Actualmente, a escola não está a dar o necessário às nossas crianças e jovens. Nem em termos de aprendizagem ? basta ver os resultados dos exames ?, nem em termos de formação humana, social e cultural. Por outro lado, não tem apostado na formação de professores e na exigência de mudança dos contextos sociais, culturais, até de minorias, para a cidadania, para a sexualidade, etc. Diria, portanto, que a escola atravessa uma crise de futuro muito grande. É uma instituição que já não ensina e que não tem espaço para educar. 
No entanto, temos no país escolas de alta qualidade, sobretudo no sector privado. O que coloca uma questão muito importante em termos sociais: enquanto as elites económicas e sociais do país têm escolas com grande exigência de ensino e de formação, as classes mais desfavorecidas têm uma escola que não as promove, o que coloca em causa o seu futuro em termos de evolução pessoal e social. Pode admitir-se que existe uma ou outra escola pública de grande qualidade, mas no global a realidade do país é esta. Isto tem de ser mudado se queremos, de facto, que o país evolua. 

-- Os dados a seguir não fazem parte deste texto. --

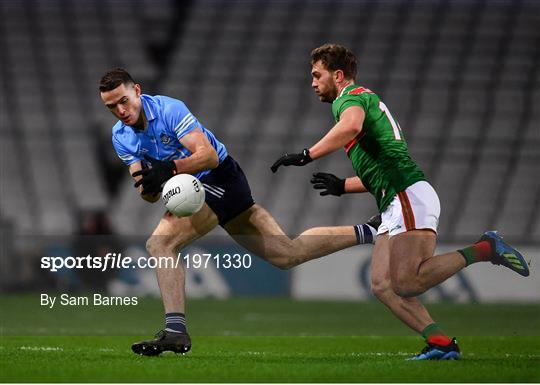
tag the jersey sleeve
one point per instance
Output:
(179, 119)
(347, 101)
(123, 153)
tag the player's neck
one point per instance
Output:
(141, 123)
(343, 85)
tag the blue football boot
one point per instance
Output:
(436, 351)
(504, 254)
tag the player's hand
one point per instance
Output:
(300, 159)
(154, 177)
(329, 183)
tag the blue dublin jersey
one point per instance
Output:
(168, 121)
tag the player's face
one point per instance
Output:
(323, 83)
(124, 102)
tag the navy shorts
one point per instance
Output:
(227, 190)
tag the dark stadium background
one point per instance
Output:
(462, 78)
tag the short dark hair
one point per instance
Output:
(336, 57)
(114, 78)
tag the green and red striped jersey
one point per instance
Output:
(379, 153)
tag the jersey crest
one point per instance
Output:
(359, 90)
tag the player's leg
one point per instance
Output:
(256, 230)
(413, 267)
(409, 310)
(170, 236)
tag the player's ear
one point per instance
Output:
(339, 76)
(138, 90)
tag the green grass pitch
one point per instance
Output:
(264, 340)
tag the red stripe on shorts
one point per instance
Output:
(408, 214)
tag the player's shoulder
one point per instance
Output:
(118, 129)
(359, 90)
(168, 102)
(355, 93)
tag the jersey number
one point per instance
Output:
(395, 126)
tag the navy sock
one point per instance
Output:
(365, 234)
(175, 322)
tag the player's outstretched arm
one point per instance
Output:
(149, 197)
(341, 134)
(333, 185)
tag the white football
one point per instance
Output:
(183, 195)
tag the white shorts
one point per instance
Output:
(415, 208)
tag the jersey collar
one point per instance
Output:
(349, 87)
(149, 112)
(148, 105)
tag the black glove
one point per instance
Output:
(154, 177)
(292, 160)
(331, 184)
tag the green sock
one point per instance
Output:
(433, 329)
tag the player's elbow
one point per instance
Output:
(212, 159)
(150, 197)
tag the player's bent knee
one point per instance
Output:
(408, 289)
(159, 245)
(282, 263)
(381, 288)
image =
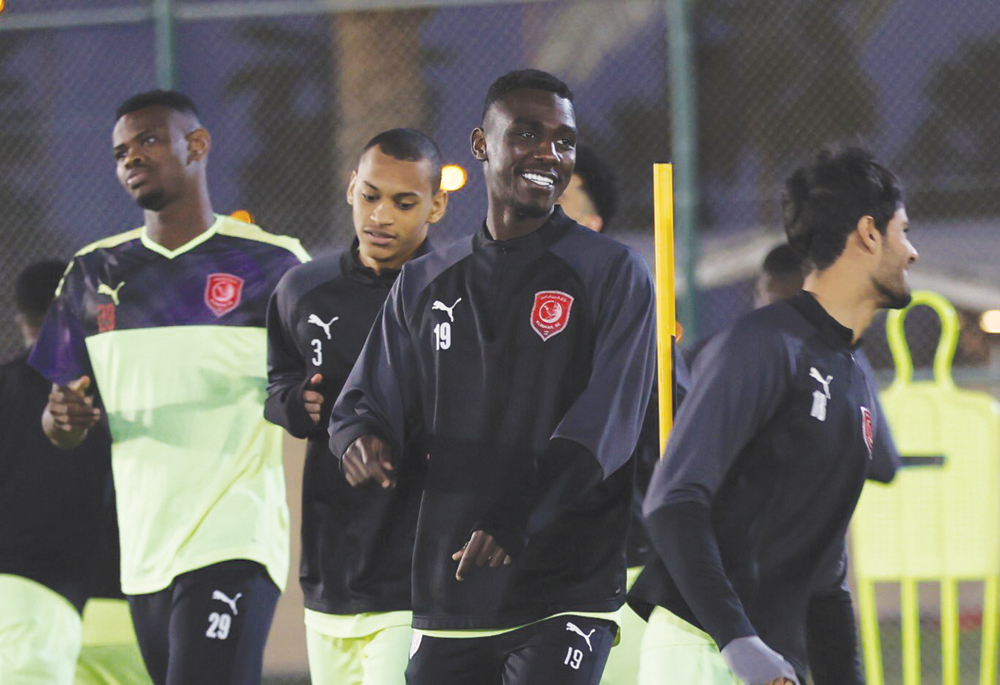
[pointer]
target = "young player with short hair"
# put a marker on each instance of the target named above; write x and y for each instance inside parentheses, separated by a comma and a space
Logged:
(356, 545)
(517, 363)
(749, 507)
(165, 324)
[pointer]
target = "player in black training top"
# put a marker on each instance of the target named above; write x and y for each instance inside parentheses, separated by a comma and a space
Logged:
(356, 544)
(518, 361)
(55, 511)
(831, 632)
(749, 507)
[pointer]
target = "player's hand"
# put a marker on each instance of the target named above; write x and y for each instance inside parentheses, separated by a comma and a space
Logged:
(754, 663)
(369, 459)
(312, 399)
(70, 407)
(480, 549)
(69, 413)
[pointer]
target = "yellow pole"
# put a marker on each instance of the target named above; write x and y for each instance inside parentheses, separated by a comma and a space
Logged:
(666, 307)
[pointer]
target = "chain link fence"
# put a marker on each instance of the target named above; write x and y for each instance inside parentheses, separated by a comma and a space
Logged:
(291, 90)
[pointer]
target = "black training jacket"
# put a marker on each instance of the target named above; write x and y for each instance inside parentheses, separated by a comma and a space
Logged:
(356, 544)
(521, 369)
(749, 507)
(57, 522)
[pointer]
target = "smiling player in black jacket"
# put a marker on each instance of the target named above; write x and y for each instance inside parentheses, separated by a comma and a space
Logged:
(356, 546)
(749, 507)
(520, 360)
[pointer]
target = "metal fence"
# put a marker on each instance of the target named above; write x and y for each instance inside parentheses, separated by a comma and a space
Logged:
(291, 89)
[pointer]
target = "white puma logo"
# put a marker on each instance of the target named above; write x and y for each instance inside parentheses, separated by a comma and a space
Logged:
(219, 595)
(442, 307)
(573, 628)
(818, 410)
(325, 326)
(824, 381)
(103, 289)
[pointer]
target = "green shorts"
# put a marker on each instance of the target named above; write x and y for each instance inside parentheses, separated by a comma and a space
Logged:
(674, 652)
(39, 634)
(379, 658)
(623, 663)
(110, 654)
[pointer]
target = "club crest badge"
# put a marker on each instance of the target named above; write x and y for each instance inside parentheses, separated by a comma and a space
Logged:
(550, 315)
(223, 293)
(868, 430)
(105, 317)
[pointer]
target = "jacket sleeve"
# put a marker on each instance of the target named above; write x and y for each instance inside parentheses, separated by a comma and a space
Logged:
(600, 430)
(286, 369)
(380, 396)
(60, 353)
(739, 382)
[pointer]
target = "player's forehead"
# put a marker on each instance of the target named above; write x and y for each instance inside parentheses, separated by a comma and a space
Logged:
(535, 106)
(155, 118)
(394, 176)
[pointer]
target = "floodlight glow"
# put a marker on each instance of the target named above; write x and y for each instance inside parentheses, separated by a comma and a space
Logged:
(453, 177)
(990, 321)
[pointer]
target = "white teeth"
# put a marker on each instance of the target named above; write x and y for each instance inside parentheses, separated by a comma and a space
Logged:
(538, 179)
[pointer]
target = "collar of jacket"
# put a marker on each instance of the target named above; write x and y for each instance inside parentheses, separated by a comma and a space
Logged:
(549, 232)
(806, 304)
(350, 264)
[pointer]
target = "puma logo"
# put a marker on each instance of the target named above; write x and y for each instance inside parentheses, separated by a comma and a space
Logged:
(313, 319)
(818, 410)
(219, 595)
(103, 289)
(824, 381)
(573, 628)
(442, 307)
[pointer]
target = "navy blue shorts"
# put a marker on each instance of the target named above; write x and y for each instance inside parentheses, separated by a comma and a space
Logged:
(209, 626)
(565, 650)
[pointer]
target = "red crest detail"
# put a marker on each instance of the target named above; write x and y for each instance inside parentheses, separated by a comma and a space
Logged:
(868, 430)
(105, 318)
(223, 293)
(550, 314)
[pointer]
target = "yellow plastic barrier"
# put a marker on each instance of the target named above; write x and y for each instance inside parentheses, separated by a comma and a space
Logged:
(936, 522)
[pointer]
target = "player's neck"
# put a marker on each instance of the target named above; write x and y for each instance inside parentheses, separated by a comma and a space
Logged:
(845, 296)
(180, 222)
(505, 222)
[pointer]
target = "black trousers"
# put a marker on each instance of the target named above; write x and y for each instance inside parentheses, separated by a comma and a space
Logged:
(210, 626)
(566, 650)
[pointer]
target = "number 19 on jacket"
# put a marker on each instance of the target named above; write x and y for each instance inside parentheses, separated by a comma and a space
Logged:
(442, 336)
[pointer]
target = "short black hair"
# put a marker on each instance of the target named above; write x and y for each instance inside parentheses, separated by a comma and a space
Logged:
(533, 79)
(171, 99)
(784, 262)
(599, 182)
(824, 201)
(35, 288)
(410, 145)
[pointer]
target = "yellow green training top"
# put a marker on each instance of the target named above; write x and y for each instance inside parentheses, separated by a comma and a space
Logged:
(176, 343)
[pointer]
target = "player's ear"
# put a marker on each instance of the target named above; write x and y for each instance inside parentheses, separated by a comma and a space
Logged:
(350, 187)
(868, 234)
(199, 143)
(478, 140)
(439, 205)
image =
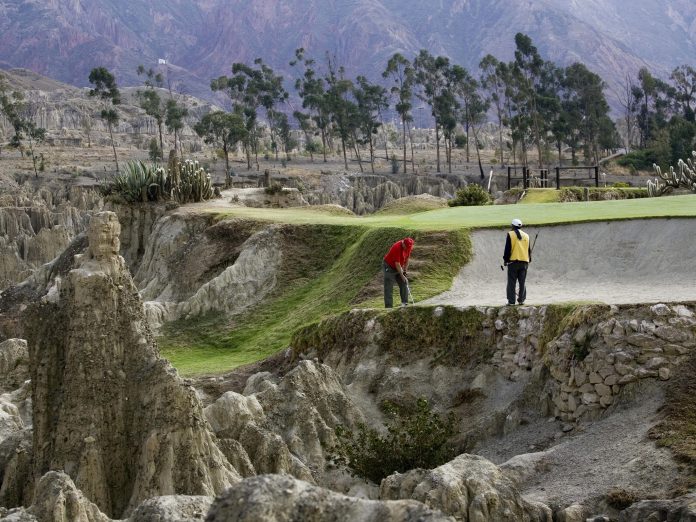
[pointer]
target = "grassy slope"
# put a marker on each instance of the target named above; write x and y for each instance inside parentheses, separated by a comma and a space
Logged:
(491, 216)
(213, 344)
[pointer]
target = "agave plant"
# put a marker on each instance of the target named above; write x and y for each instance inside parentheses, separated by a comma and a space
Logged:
(191, 183)
(684, 176)
(184, 182)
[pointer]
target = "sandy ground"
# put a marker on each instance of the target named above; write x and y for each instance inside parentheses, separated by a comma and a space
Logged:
(585, 464)
(637, 261)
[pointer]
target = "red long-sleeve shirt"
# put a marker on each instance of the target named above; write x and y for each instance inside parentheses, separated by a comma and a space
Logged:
(398, 253)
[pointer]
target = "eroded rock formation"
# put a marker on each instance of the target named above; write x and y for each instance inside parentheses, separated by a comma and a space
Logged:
(35, 227)
(107, 409)
(367, 193)
(278, 498)
(468, 488)
(287, 425)
(14, 364)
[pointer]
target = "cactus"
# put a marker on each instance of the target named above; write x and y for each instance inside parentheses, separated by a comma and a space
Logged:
(193, 183)
(684, 176)
(184, 182)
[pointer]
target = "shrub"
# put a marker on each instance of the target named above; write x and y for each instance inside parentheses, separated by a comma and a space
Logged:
(154, 151)
(415, 439)
(470, 196)
(460, 141)
(620, 499)
(394, 164)
(182, 182)
(639, 160)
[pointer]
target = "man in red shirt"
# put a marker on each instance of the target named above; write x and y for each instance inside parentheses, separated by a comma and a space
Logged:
(394, 267)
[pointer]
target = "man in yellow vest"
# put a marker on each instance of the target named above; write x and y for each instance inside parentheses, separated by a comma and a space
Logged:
(517, 256)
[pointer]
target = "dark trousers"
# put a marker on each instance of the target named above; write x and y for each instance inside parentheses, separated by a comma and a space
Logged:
(391, 276)
(517, 271)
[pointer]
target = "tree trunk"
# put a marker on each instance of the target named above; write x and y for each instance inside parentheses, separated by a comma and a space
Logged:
(413, 163)
(159, 126)
(345, 157)
(372, 156)
(560, 158)
(113, 146)
(437, 144)
(323, 143)
(357, 152)
(500, 140)
(403, 124)
(228, 181)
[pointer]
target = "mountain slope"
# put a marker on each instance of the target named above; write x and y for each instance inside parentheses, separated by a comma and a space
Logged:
(64, 39)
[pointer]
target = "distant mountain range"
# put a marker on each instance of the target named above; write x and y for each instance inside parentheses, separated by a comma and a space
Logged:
(200, 39)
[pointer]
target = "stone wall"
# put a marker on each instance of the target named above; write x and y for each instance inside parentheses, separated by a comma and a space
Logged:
(590, 352)
(593, 361)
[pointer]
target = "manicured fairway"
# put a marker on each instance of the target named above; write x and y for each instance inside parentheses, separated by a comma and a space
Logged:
(214, 343)
(488, 216)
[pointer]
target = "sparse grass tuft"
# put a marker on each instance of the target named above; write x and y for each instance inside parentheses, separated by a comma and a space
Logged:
(677, 429)
(331, 267)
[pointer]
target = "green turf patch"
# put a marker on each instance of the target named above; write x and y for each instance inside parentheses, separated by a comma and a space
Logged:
(331, 267)
(541, 196)
(677, 429)
(452, 336)
(490, 215)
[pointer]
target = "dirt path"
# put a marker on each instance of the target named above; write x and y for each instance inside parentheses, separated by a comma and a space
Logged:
(637, 261)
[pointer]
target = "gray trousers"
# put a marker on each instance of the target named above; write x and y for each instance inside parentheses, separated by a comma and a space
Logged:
(517, 272)
(391, 276)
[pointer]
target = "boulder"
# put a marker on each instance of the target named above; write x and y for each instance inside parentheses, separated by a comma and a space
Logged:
(286, 427)
(468, 488)
(682, 509)
(278, 498)
(107, 408)
(172, 508)
(58, 500)
(14, 364)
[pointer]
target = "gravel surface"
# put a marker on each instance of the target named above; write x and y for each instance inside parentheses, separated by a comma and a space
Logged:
(581, 466)
(616, 262)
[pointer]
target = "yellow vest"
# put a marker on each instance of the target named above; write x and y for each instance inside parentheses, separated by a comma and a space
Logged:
(519, 250)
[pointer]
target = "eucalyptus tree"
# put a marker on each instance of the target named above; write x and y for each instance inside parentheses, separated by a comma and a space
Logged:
(280, 132)
(684, 82)
(150, 100)
(223, 129)
(474, 108)
(251, 88)
(586, 106)
(403, 75)
(12, 105)
(312, 90)
(174, 119)
(493, 84)
(431, 75)
(307, 126)
(340, 106)
(105, 89)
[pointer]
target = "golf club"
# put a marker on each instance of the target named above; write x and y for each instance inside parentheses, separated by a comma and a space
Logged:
(408, 287)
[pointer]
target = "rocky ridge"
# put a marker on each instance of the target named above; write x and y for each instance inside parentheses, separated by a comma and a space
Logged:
(502, 370)
(145, 434)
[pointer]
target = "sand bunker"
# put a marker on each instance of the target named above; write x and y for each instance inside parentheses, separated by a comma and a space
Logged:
(637, 261)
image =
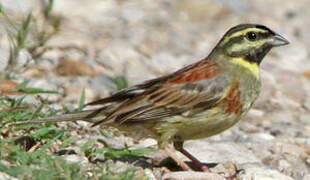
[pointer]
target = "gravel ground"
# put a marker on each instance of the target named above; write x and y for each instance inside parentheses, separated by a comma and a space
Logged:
(142, 39)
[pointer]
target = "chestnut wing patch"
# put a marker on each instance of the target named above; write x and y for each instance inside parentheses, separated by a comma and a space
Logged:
(232, 99)
(199, 71)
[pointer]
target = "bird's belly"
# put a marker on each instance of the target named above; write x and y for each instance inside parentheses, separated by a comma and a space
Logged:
(207, 124)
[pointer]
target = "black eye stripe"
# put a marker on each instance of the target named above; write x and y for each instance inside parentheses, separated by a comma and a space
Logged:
(252, 36)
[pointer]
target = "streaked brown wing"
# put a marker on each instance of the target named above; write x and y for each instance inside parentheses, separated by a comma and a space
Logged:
(191, 89)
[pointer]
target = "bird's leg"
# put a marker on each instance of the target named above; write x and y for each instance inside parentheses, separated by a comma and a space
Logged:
(181, 163)
(178, 145)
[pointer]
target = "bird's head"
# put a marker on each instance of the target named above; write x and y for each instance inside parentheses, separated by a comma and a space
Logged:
(250, 42)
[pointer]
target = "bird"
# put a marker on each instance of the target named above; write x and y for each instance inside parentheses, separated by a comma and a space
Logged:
(198, 101)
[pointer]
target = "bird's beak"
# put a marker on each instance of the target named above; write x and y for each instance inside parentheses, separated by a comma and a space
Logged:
(278, 40)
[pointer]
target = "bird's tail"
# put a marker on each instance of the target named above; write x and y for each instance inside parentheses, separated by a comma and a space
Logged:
(84, 115)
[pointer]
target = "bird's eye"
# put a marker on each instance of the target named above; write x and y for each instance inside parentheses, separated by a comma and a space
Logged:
(251, 36)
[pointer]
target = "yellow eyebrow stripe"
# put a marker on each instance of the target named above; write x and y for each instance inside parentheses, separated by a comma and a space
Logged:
(239, 33)
(252, 67)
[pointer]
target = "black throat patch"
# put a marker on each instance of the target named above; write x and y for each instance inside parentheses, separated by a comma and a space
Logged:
(257, 55)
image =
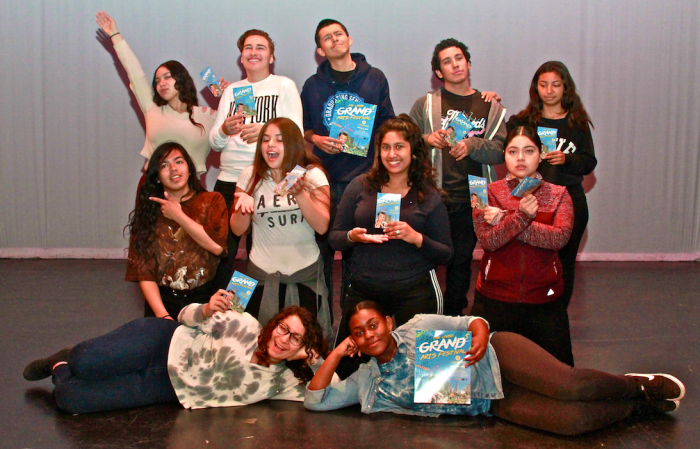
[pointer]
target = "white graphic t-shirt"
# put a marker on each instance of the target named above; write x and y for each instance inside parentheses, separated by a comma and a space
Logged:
(282, 239)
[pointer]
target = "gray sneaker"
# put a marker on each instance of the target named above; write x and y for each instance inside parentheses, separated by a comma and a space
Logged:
(660, 386)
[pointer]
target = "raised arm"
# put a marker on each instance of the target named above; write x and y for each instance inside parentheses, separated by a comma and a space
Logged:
(140, 86)
(437, 242)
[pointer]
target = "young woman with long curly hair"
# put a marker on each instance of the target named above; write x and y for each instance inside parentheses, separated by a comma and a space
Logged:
(555, 103)
(395, 265)
(212, 357)
(169, 103)
(284, 257)
(177, 234)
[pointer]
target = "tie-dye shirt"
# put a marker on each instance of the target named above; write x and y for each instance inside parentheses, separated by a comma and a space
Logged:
(209, 363)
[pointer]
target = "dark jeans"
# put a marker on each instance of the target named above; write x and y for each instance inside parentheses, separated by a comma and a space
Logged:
(543, 393)
(125, 368)
(328, 253)
(225, 269)
(568, 253)
(402, 303)
(545, 324)
(175, 300)
(459, 271)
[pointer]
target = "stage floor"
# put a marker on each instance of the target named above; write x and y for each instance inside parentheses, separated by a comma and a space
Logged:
(625, 317)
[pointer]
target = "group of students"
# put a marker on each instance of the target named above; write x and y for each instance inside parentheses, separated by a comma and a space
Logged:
(192, 349)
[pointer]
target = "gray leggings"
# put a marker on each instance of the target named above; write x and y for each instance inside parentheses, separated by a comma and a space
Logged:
(543, 393)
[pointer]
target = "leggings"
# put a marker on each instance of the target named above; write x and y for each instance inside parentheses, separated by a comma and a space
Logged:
(568, 253)
(545, 394)
(125, 368)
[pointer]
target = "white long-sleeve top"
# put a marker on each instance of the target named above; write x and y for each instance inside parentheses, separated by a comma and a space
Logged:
(275, 96)
(164, 124)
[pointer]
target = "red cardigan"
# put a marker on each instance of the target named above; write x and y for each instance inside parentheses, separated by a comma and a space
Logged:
(520, 262)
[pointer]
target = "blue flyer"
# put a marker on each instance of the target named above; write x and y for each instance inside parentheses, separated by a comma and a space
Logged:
(441, 376)
(526, 185)
(477, 192)
(352, 124)
(240, 289)
(388, 209)
(457, 129)
(244, 101)
(289, 180)
(548, 136)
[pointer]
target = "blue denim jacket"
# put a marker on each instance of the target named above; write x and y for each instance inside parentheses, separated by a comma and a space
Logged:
(389, 387)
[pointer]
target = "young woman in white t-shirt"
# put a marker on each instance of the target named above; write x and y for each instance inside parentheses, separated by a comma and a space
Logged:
(284, 258)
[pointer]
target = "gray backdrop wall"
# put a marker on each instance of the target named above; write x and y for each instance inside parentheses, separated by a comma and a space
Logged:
(70, 130)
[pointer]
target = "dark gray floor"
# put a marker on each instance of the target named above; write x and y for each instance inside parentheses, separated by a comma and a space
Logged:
(640, 317)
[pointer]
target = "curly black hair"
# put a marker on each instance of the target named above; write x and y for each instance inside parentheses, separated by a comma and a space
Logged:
(313, 341)
(421, 173)
(187, 93)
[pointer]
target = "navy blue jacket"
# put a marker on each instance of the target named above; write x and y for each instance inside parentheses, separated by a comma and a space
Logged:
(366, 84)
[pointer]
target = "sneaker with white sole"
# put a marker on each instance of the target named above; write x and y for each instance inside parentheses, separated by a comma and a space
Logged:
(660, 386)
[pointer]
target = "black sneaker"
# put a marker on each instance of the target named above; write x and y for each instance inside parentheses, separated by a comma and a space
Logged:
(660, 386)
(41, 368)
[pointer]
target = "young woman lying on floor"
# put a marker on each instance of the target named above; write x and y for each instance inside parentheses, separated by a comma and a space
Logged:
(512, 378)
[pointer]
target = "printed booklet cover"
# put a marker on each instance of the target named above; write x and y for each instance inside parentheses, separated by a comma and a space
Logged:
(441, 376)
(352, 124)
(211, 81)
(240, 289)
(548, 136)
(244, 101)
(477, 192)
(388, 209)
(526, 185)
(457, 129)
(289, 180)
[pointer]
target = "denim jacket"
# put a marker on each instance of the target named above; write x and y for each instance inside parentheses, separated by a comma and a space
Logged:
(389, 387)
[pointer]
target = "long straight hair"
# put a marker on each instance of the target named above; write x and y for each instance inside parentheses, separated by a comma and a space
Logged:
(421, 173)
(570, 102)
(295, 153)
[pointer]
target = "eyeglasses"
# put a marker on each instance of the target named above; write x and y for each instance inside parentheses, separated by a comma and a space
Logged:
(294, 339)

Durante a ditadura dizia-se que a 3ª classe chegava e sobrava para o povo português. Hoje em dia parece implícito que andar na escola é suficiente, mesmo que não se aprenda. Portanto, a diferença não é grande nos resultados finais. E isto leva-me a uma pergunta para a qual nunca tenho resposta: qual é o interesse da classe política dita democrática em manter uma escola que não favorece a evolução das pessoas, não as prepara para a realidade e para os desafios actuais, não as leva a uma promoção pessoal real? Às vezes fico com uma grande angústia porque me parece que o interesse é manter uma população sem objectivos. Qual será o futuro dos jovens que saem hoje desta escola, a maioria dos quais, segundo a OCDE, são analfabetos funcionais? Qual será o futuro do país nestas condições?